Mas foi uma primeira vez para a multidão, 60 mil pessoas segundo as crónicas, que quis ver a desengonçada máquina levantar voo.
Depois de um teste, no primeiro voo oficial o biplano MF4 elevou-se a 300 metros e, após algumas voltas sobre o campo, seguiu em direcção ao Porto, passando por cima do rio Douro, Praça da Liberdade, Marquês do Pombal e Torre dos Clérigos. Permaneceu no ar durante 16 minutos.

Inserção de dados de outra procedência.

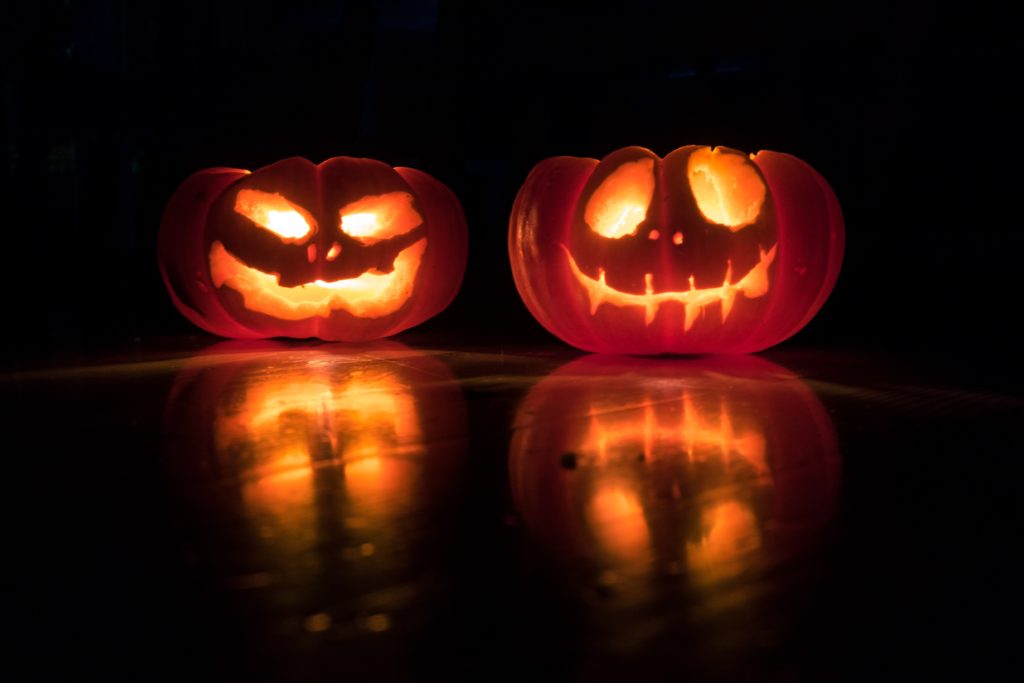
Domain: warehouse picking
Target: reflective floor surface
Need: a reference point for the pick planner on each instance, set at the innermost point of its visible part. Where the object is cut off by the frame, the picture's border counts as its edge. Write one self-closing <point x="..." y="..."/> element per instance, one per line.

Angariar dinheiro para a construção da obra social das Creches "Comércio do Porto" foi o pretexto para este gesto pioneiro. A lembrança foi do industrial António da Silva Marinho, que adquiriu o avião militar em Paris, fazendo transportar até Leixões a bordo de um paquete. À iniciativa aderiram numerosas entidades e pessoas, tentando rentabilizar ao máximo o evento, num gesto percursor da verdadeira acção de marketing a que hoje os portuenses podem assistir. O "desportista" Henrique Marinho transportou aviador e mecânico no seu "magnífico automóvel Fiat"; o governador civil mandou montar guarda no Palácio de Cristal, cedido para a montagem do aparelho e para servir de local de exposição; os chefes militares emprestaram as suas bandas militares para animarem o espaço que foi devidamente engalanado com bandeiras e flores.
As visitas ao Palácio serviram para reunir um bom montante para a obra social do "Comércio", mas a verdadeira festa foi no improvisado aeródromo do "Castelo do Queijo", com a multidão que pagou bilhetes que iam dos 100 reis (peões ao sol) até aos 500 réis (bancada). Um sucesso que depois seria repetido em Lisboa.

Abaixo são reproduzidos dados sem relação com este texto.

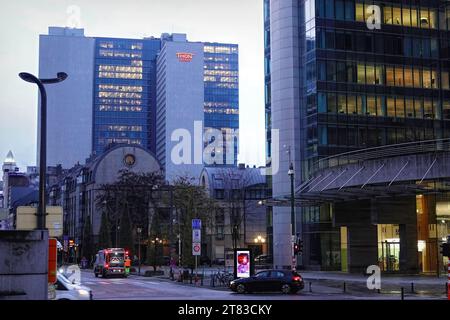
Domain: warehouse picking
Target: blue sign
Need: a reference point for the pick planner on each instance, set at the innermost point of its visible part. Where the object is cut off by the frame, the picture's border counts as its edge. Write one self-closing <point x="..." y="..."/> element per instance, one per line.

O avião pilotado por Trescartes era um MF-4 construído pelo francês Maurice Farman, antigo campeão de ciclismo e fabricante de automóveis e aviões. O biplano militar , com motor Renault, voava a 80 km/h. Foi num destes aviões que Gago Coutinho fez o baptismo de voo com o piloto Sacadura Cabral. No Museu do Ar existe uma réplica.
"A receita das ascensões ficou longe de cobrir o custo do biplano", escreveu Bento Carqueja, proprietário do "Comércio", mas foi vendido ao Estado por dois mil réis e António Marinho ofereceu o dinheiro às creches.
David Pontes, in Jornal de Notícias (1 de Setembro de 2007)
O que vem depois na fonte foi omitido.